Table of Contents


In this blog post, we are going to talk about Markov Decision Processes (MDP). The format is a bit longer than the usual blog post. We will go into quite a bit of details about MDPs. Some mathematics will be involved.

MDPs are very important in the context of reinforcement learning (RL), because lots of RL problems can be put into some form or another as MDPs. For example, the bandit problem, which is a typical RL problem, is actually an MDP with one state. One can also have MDPs with a full observable environment (e.g. chess game) or with partially observable environment (financial market).

What are Markov Processes ?

So, what is a Markov Process anyway? To understand that, we first need to clarify what does Markov means.

Markov property

If you actually take a random variable $S$, then the Markov property tells us that the future values $S_{t+j}$ of that variable are independent of of the past values $S_{t-i}$, knowing (or conditioned) on the present value $S_t$. This is a pretty interesting property, because it means that all of the history that happened to that variable is actually irrelevant to the future values of the variable. Imagine a chess game: two of your friends start a game and you let them play, while you cook some delicious meal in the kitchen. Then, one of your friends is kind of tired and does not want to play anymore, but the other is not very happy because he felt he could win the game, and he would like to continue. So, you propose to continue to play, replacing your friend. Should you be aware of all the moves that were done? No. The game is fully characterized by the positions of the pieces at that particular moment. All that really matters for the future of the game is already on the board.

Mathematically speaking, if we consider a state $S_t$ (a state in general means “information available at a particular instant $t$”, in our case the random variable or the chess board with positioning of the pieces), then the probability distribution of the state $S_{t+1}$ only depends on $S_t$, i.e.

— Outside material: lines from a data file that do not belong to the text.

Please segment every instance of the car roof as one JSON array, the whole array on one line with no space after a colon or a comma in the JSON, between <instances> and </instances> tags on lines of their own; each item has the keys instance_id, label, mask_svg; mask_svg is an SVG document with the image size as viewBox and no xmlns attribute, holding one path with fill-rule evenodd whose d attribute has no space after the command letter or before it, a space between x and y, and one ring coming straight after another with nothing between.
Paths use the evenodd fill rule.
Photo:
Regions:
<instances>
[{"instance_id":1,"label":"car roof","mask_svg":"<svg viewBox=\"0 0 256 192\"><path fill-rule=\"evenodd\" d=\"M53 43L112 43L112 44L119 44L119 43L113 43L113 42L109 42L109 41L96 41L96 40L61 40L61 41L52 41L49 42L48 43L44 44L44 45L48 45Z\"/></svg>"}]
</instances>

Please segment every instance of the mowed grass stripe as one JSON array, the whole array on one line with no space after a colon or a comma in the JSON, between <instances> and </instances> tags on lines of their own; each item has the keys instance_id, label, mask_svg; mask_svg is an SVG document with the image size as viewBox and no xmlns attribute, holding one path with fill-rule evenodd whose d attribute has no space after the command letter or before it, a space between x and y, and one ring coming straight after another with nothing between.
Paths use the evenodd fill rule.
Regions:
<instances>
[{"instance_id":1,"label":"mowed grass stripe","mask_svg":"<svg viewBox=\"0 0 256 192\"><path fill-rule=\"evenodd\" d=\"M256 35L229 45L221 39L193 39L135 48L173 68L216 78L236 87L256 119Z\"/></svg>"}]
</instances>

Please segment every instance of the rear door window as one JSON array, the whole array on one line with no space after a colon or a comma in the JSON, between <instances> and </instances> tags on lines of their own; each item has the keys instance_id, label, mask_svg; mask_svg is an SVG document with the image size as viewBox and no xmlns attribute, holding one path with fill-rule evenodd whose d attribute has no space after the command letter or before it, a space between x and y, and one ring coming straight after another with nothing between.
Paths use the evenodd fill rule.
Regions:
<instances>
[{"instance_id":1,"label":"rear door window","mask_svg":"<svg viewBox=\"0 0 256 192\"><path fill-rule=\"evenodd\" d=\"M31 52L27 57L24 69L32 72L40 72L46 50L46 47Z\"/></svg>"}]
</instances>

$$ \mathbb{P}\left[S_{t+1} \mid S_t, S_{t-1},\cdots, S_1, S_0 \right] = \mathbb{P}\left[S_{t+1} \mid S_t \right] $$

Another way to understand this is to basically consider that you start at a state $s$ and you have the next state $s'$, then the state transition probability is basically defined by:

$$ \mathbb{P}\left[S_{t+1}=s’ \mid S_t =s \right] = \mathcal{P}_{ss’}. $$

Therefore, I can transition to the next state that is completely characterized by the present state. Here, we have that $S_{t+1}$ is a particular instantiation of $s'$, while $S_{t}$ corresponds to the state $s$.

Once we have that state transition probability $\mathcal{P}_{ss’}$, we can represent a state transition matrix $\mathcal{P}$, where the index of my rows represent the present state $s$ where my system is and the index of the columns represents the potential next state where my system might transition to. Therefore, the matrix $\mathcal{P}$ is represented by:

$$ \begin{equation*} \mathcal{P} = \begin{bmatrix} \mathcal{P}_{11} & \cdots & \mathcal{P}_{1n} \\
\vdots & \ddots & \vdots \\
\mathcal{P}_{n1} & \cdots & \mathcal{P}_{nn} \end{bmatrix} \end{equation*} $$

This matrix provides the full information about how the Markov process evolves. We can sample from it and it will provide different kinds of possible evolutions to my system.

We are finally equipped to define an MDP: it is a sequence of finite states that are fully characterized by the transition probability matrix $\mathcal{P}$. Therefore, an MDP can be fully defined by a state space $\mathcal{S}$ and a transition probability $\mathcal{P}$.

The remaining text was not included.